Mais de três anos e meio depois de 52% dos britânicos terem votado a favor da saída da União Europeia, o Brexit vai finalmente acontecer, mas nem por isso o assunto está perto de estar resolvido.
Pelo meio o Reino Unido conheceu três primeiros-ministros. David Cameron, que convocou o referendo como parte de um compromisso para voltar a ser eleito, demitiu-se no dia seguinte dizendo que não era o “capitão certo para guiar o país até ao próximo destino”.
Seguiu-se Theresa May, que prometeu tornar o Brexit um sucesso e garantiu que “Brexit significa Brexit”. Mesmo hoje, ainda não sabemos o que o Brexit significa mesmo, para lá do óbvio. Também por isso, depois de várias derrotas históricas e dois adiamentos do Brexit, em maio de 2019 chegou a vez de ser Theresa May a demitir-se.
Boris Johnson entrou em cena e prometeu concretizar o Brexit até 31 de outubro, dizendo mesmo que “preferia morrer numa valeta” a adiar o Brexit uma vez mais. Só que os Conservadores perderam a maioria e o Brexit foi mesmo adiado até 31 de janeiro.
Nas segundas eleições desde o referendo, uma vitória com maioria absoluta para Boris Johnson e os Conservadores tornou o Brexit inevitável e afastou a ideia de um segundo referendo, defendida por todos os outros partidos e até por alguns conservadores, num movimento que chegou a levar perto de um milhão de pessoas às ruas de Londres.
Durante esse período o Parlamento foi a imagem de um país dividido, tão dividido como em 2016, o ano do referendo quando 52% dos votantes determinaram a saída da União Europeia.

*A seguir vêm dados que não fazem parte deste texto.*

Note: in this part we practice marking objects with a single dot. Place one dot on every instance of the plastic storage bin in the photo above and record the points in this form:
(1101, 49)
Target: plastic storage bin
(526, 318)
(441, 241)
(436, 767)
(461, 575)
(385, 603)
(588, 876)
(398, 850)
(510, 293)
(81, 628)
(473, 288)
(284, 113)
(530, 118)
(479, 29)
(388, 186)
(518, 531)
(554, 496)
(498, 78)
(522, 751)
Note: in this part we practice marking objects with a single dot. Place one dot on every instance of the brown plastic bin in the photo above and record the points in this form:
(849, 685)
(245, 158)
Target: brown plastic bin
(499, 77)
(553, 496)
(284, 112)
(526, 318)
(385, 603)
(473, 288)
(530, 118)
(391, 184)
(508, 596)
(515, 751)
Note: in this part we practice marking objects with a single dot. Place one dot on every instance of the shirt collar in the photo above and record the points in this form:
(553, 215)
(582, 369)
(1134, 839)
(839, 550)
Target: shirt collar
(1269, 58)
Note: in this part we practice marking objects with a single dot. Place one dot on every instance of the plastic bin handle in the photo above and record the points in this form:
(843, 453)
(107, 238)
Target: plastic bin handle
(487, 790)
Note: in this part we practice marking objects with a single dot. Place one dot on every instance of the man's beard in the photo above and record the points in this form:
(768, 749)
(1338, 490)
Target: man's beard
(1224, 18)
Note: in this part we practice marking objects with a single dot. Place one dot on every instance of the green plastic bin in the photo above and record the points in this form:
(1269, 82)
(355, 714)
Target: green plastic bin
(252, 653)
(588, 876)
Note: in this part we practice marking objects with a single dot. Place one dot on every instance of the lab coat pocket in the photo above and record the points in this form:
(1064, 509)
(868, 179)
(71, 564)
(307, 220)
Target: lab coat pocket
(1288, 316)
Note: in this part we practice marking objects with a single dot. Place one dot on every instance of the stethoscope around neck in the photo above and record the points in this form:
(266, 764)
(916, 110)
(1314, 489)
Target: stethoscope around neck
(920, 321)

A UE e os imigrantes foram o "bode expiatório"
Eunice Goes, professora de política na Universidade de Richmond em Londres, explica à Renascença como é que o Reino Unido, onde o euroceticismo esteve presente ainda antes de se juntar à Comunidade Económica Europeia chegou a este ponto: “é o resultado dos efeitos de desindustrialização dos anos 80 e 90, da intensificação da globalização, que levou a uma revolução muito grande a forma como vivem as populações no Nordeste de Inglaterra, nas ‘Midlands’, no País de Gales e na Escócia também, que viram as fábricas a fechar e não houve nenhum outro sector económico que aparecesse. São populações que se sentem muito abandonadas pela classe política.”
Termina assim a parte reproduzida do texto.